Getting to know Obama

Charles Krauthammer:

She threw the kitchen sink at him. Accused Barack Obama of plagiarism. Mocked his eloquence. Questioned his truthfulness about NAFTA.

Wasn't enough. Hillary Clinton still faced extinction in Ohio and Texas. So what do you do when you have thrown the kitchen sink? Drop the atomic bomb.

Hence that brilliant "phone call at the White House at 3 a.m." commercial. In the great tradition of Lyndon Johnson's "Daisy" ad, it was not subtle -- though in 2008 you don't actually show the nuclear explosion. It's enough just to suggest an apocalyptic crisis.

Ostensibly the ad was about experience. It wasn't. It was about familiarity. After all, as Obama pointed out, what exactly is the experience that prepares Hillary to answer the red phone at 3 a.m.?

She was raising a deeper question: Do you really know who this guy is? After a whirlwind courtship with this elegant man who rode into town just yesterday, are you really prepared to entrust him with your children, the major props in the ad?

After months of fruitlessly shadowboxing an ethereal opponent made up of equal parts hope, rhetoric and enthusiasm, Clinton had finally made contact with the enemy. The doubts she raised created just enough buyer's remorse to convince Democrats on Tuesday to not yet close the sale on the mysterious stranger.

The only way either Clinton or John McCain can defeat an opponent as dazzlingly new and fresh as Obama is to ask: Do you really know this guy?

...

The Obama campaign has sent journalists eight pages of examples of his reaching across the aisle in the Senate. But these are small-bore items of almost no controversy -- more help for war veterans, reducing loose nukes in the former Soviet Union and the like. Bipartisan support for apple pie is hardly a profile in courage.

On the difficult compromises that required the political courage to challenge one's own political constituency, Obama flinched: the "gang of 14" compromise on judicial appointments, the immigration compromise to which Obama tried to append union-backed killer amendments, and, just last month, the compromise on warrantless eavesdropping that garnered 68 votes in the Senate. But not Obama's.

Who, in fact, supported all of these bipartisan deals, was a central player in two of them, and brokered the even more notorious McCain-Feingold campaign finance reform? John McCain, of course.

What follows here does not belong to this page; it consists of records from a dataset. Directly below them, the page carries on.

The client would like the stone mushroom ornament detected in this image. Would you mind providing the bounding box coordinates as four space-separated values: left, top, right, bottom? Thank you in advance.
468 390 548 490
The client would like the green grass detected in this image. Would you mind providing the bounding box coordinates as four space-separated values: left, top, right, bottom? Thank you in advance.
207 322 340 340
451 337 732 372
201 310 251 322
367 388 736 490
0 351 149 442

Yes, John McCain -- intemperate and rough-edged, of sharp elbows and even sharper tongue. Turns out that uniting is not a matter of rhetoric or manner, but of character and courage.

The ad did what Obama's incoherent foreign policy positions could not do. It forced people to look through the glitz of his message of unit and hope and into his soul. It finally exposed the emptiness of his campaign.

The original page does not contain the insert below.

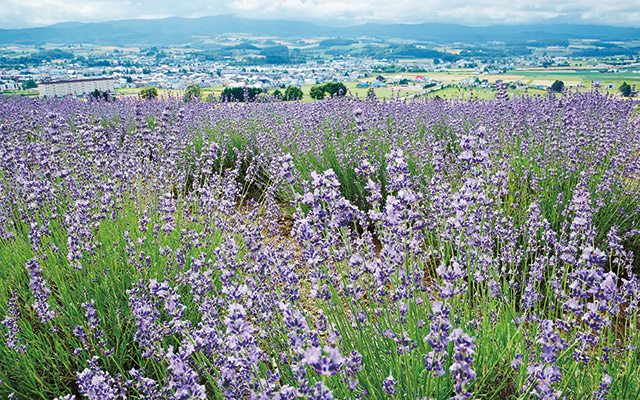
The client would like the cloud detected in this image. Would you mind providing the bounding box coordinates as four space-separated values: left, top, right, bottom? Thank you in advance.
219 0 640 26
1 0 639 28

The guy who did not understand what caused the Anbar awakening which helped turn things around against al Qaeda in Iraq, and he is not sure al Qaeda is in Iraq, and if they are it is because of Bush and McCain and not because of al Qaeda. And, the guy who will send the troops back in if al Qaeda establishes a base in Iraq, but he will use the failed whack a mole tactics of the past rather than the protect the people counterinsurgency strategy that has worked. Yeah that Obama. The one who will talk with our enemies and abandon our friends.